The AI Evaluations category will focus on assessing the performance, tuning parameters, prompt engineering techniques, and quality of algorithms for various AI models designed for code generation and completion. The models we are exploring initially for this evaluation include a subset of Google models -
text-bison for 12 programming languages. This evaluation is crucial in developing and improving Code Suggestions, as it amplifies our understanding of how well the models are performing and identifies areas that require enhancements.

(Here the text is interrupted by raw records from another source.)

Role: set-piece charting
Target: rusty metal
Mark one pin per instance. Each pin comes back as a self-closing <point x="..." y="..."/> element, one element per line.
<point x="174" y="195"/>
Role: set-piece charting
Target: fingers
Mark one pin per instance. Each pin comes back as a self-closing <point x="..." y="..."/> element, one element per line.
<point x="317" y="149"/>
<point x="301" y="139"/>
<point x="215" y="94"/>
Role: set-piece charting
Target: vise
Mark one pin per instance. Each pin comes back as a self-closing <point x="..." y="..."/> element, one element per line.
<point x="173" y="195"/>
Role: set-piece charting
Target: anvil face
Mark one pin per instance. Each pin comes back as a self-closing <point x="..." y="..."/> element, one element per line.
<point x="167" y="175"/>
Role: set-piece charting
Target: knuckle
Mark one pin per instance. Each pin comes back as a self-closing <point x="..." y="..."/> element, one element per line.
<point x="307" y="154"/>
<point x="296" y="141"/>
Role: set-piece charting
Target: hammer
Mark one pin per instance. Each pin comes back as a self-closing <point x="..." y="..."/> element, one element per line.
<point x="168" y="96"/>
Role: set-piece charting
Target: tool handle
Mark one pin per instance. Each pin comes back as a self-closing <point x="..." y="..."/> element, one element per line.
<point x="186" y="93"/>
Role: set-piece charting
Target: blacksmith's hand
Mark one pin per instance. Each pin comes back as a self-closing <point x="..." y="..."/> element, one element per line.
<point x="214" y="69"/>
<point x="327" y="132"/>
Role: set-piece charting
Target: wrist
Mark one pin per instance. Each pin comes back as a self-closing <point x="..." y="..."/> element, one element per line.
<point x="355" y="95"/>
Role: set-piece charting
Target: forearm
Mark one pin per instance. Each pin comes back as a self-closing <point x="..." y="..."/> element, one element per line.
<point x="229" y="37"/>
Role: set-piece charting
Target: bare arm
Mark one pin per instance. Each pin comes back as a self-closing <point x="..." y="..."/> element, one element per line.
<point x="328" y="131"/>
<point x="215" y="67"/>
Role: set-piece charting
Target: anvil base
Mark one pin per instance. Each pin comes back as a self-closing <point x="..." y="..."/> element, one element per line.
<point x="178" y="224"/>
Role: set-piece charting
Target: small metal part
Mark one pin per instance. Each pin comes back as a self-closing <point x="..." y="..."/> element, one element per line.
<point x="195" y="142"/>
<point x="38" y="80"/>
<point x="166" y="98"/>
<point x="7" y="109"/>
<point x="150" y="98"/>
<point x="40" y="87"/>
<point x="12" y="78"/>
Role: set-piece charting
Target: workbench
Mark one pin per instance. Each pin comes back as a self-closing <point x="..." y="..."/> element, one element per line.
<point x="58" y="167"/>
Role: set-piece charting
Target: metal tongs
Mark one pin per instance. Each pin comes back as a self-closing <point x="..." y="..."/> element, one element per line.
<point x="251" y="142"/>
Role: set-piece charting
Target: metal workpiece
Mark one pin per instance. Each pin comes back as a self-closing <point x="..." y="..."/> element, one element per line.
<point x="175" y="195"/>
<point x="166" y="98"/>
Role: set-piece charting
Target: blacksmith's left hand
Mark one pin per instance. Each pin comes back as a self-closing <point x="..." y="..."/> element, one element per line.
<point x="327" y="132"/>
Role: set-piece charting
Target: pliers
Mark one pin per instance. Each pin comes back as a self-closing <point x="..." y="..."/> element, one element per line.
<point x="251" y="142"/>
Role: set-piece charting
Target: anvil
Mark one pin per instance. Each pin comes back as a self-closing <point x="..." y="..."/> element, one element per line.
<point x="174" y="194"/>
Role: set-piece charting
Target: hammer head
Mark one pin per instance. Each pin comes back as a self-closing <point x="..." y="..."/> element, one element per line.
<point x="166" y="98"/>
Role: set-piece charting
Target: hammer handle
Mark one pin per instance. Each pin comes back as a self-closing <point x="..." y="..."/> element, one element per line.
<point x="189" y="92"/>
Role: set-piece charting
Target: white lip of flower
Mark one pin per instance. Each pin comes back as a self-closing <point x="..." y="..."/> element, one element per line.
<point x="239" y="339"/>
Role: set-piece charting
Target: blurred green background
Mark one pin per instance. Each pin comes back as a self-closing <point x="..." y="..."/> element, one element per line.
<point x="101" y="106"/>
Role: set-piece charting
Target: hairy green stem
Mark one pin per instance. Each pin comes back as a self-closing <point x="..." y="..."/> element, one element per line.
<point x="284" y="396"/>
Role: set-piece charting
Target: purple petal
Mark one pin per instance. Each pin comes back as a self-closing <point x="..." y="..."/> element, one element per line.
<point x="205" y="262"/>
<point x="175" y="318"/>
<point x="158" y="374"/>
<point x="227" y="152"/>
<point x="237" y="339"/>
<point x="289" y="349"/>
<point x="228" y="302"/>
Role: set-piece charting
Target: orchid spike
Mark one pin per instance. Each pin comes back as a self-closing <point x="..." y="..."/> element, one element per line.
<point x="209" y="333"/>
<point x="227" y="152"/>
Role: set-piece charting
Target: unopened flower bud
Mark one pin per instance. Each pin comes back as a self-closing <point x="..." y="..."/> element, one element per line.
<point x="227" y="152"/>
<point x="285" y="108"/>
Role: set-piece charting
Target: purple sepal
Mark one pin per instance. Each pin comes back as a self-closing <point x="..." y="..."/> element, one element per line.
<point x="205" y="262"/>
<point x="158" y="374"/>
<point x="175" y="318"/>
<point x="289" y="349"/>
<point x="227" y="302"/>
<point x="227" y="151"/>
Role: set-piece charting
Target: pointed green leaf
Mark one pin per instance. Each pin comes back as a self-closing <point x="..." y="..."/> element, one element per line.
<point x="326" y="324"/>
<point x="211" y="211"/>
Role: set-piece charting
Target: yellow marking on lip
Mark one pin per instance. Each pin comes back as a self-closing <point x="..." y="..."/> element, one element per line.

Our goal for AI evaluations on Code Suggestions is to assess what are high-quality prompts, languages, different semantics of code, the taxonomy of code completion and code generation, mapping the taxonomy, and then adding similarity metrics to historically written code. We intend to improve Code Suggestions through comprehensive and robust assessment of Generative AI models, leading to a reliable, efficient and users friendly product. As a long-term initiative, we want to evaluate the models Quality, Cost and Latency.
To drive usage for Code Suggestions and help increase the user acceptance rate, this is a critical business initiative to dial up the accuracy of Code Suggestions via improving the prompt engine and building a database of prompts for validating code completion at scale for High-Quality Suggestions.
Implement insights from the analysis to fine-tune AI models or enhance training data to improve their performance in various contexts.
Collaborate with engineering and UX teams to seamlessly integrate A/B testing and prompt transformation into the code suggestion workflow.